Geliat sekolah inklusif tak hanya ramai di kota-kota besar. Dari data Direktorat Pembinaan Sekolah Luar Biasa Direktorat Jenderal Manajemen Pendidikan Dasar dan Menengah Depdiknas, hampir semua propinsi di Indonesia telah mempunyai sekolah inklusif. Beberapa propinsi yang masih belum mempunyai sekolah inklusif salah satunya propinsi Nanggroe Aceh Darussalam.

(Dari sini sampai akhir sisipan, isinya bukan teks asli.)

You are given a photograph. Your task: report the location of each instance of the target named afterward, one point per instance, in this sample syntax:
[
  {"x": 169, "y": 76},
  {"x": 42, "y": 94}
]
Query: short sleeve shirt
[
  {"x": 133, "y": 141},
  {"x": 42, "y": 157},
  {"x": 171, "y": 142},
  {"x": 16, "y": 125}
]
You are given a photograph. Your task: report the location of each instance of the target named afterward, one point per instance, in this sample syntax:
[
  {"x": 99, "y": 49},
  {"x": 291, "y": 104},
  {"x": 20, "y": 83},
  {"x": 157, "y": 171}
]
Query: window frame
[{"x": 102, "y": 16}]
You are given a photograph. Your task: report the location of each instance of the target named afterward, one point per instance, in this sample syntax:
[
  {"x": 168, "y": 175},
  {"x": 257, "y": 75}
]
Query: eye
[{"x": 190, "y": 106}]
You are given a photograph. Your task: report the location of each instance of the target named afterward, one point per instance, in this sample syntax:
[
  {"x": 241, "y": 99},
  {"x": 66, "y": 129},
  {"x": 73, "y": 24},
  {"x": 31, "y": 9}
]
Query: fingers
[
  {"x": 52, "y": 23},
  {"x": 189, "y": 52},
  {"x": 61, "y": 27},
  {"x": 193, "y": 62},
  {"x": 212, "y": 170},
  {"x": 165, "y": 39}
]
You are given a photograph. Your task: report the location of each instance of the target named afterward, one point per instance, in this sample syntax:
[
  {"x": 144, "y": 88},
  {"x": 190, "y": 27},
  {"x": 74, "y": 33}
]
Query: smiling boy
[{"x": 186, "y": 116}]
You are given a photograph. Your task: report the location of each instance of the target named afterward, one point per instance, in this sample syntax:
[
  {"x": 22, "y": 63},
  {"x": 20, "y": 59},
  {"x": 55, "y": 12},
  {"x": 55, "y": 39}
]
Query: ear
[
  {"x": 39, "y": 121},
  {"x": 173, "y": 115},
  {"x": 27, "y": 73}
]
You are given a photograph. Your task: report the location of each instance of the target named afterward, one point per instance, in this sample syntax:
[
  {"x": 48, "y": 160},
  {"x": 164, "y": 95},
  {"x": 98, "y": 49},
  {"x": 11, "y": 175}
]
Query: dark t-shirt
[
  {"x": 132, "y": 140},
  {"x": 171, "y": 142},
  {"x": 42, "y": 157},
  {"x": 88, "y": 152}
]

Secara keseluruhan pendirian sekolah inklusif memang masih didominasi propinsi-propinsi yang berada di Pulau Jawa.
Pendidikan untuk anak yang berkebutuhan khusus telah dicantumkan dalam Undang-Undang Republik Indonesia Nomor 20 Tahun 2003 tentang Sistem Pendidikan Nasional. Dalam kebijakan tersebut memberi warna baru bagi anak-anak yang berkebutuhan khusus.
Ditegaskan dalam pasal 15 tentang pendidikan khusus disebutkan bahwa pendidikan khusus merupakan pendidikan untuk peserta didik yang berkelainan atau peserta didik yang memiliki kecerdasan luar biasa yang diselenggarakan secara inklusif atau berupa satuan pendidikan khusus pada tingkat pendidikan dasar dan menengah.

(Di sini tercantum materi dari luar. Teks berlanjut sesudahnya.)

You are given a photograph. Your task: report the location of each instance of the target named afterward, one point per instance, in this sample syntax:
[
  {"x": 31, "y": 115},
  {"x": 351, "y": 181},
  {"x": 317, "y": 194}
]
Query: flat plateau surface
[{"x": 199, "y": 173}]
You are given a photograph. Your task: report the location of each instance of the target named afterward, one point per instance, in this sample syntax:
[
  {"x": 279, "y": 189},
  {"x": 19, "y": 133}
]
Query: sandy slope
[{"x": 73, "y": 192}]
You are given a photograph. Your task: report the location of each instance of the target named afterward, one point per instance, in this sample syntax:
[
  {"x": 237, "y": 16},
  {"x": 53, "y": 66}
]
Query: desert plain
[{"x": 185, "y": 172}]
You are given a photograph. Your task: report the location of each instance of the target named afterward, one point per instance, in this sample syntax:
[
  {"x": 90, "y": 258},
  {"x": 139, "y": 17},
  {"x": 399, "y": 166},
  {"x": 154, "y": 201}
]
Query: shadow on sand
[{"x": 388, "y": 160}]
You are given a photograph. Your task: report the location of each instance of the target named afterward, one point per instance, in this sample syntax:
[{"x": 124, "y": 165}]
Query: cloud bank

Pasal inilah yang memungkinkan terobosan bentuk pelayanan pendidikan bagi anak berkelainan berupa penyelenggaraan pendidikan inklusif. Di ibukota Jakarta, misalnya. Dari keterangan Kepala Seksi Pendidikan Luar Biasa (Kasi PLB) Dinas Pendidikan Dasar DKI Jakarta, sekolah inklusif telah diterapkan sejak tiga tahun lalu melalui payung hukum peraturan gubernur (pergub). Berdasarkan pergub inilah beberapa sekolah ditunjuk untuk membuka program inklusif
Namun sayangnya semangat dan wacana penyediaan fasilitas pendidikan untuk anak-anak berkebutuhan khusus sangat berbeda dengan pelaksanaannya. Dalam RAPBD 2010. Fenomena angka siswa yang mengalami hambatan belajar/kesulitan belajar karena Dislexia, ADHD (Atention Defisit Hiperaktif Disorder), ADD (Atention Difisit Disorder), dan Autis, yang angka pravelensi 10% dari total jumlah siswa, tidak diperhatikan oleh Dinas Pendidikan. Walaupun sudah ada Peraturan Gubernur No.116 Tahun 2007 tentang penyelenggaraan Pendidikan Inklusi dalam Bab III pasal 4 bahwa penyelenggaraan pendidikan inklusi di setiap Kecamatan sekurang-kurangnya terdapat 3 (tiga) TK/RA, SD/MI, dan satu SMP/MTS dan disetiap Kota sekurang-kurangnya 3(tiga) SMU/SMK/MA/MAK. Prakteknya, di Jakarta Selatan yang memiliki 10 Kecamatan, hanya ada 3(tiga) SD Inklusi Negeri, seharusnya terdapat sekurang-kurangnya 30 SD/MI. Biaya yang dianggarkan untuk pendidikan inklusi di Dinas Pendidikan sebesar Rp.200.000.000,- untuk dana pendamping untuk 5(lima) SD model inklusi. Dan untuk tingkat Sudin Jakarta Pusat dianggarkan 50 juta untuk pembinaan guru inklusi sebanyak 60 orang, dan bimbingan teknis penyusunan KTSP, MBS, SLB Pendidikan Inklusi sebesar 50 juta. Dana pendidikan inklusi untuk seluruh wilayah DKI Jakarta kurang dari 2(dua) Milyar Rupiah. Terjawab sudah, mengapa implementasi Pergub no. 116 tahun 2007 tentang pendidikan Inklusi gagal. Kegagalan ini, menyebabkan 50.000-an anak berkebutuhan khusus yang seharusnya ditampung di Sekolah Inklusi, menjadi keleleran tak terurus. Bandingkan dengan pengadaan seragam guru (PDH dan ongkos jahit sebesar 12,119 Milyar rupiah.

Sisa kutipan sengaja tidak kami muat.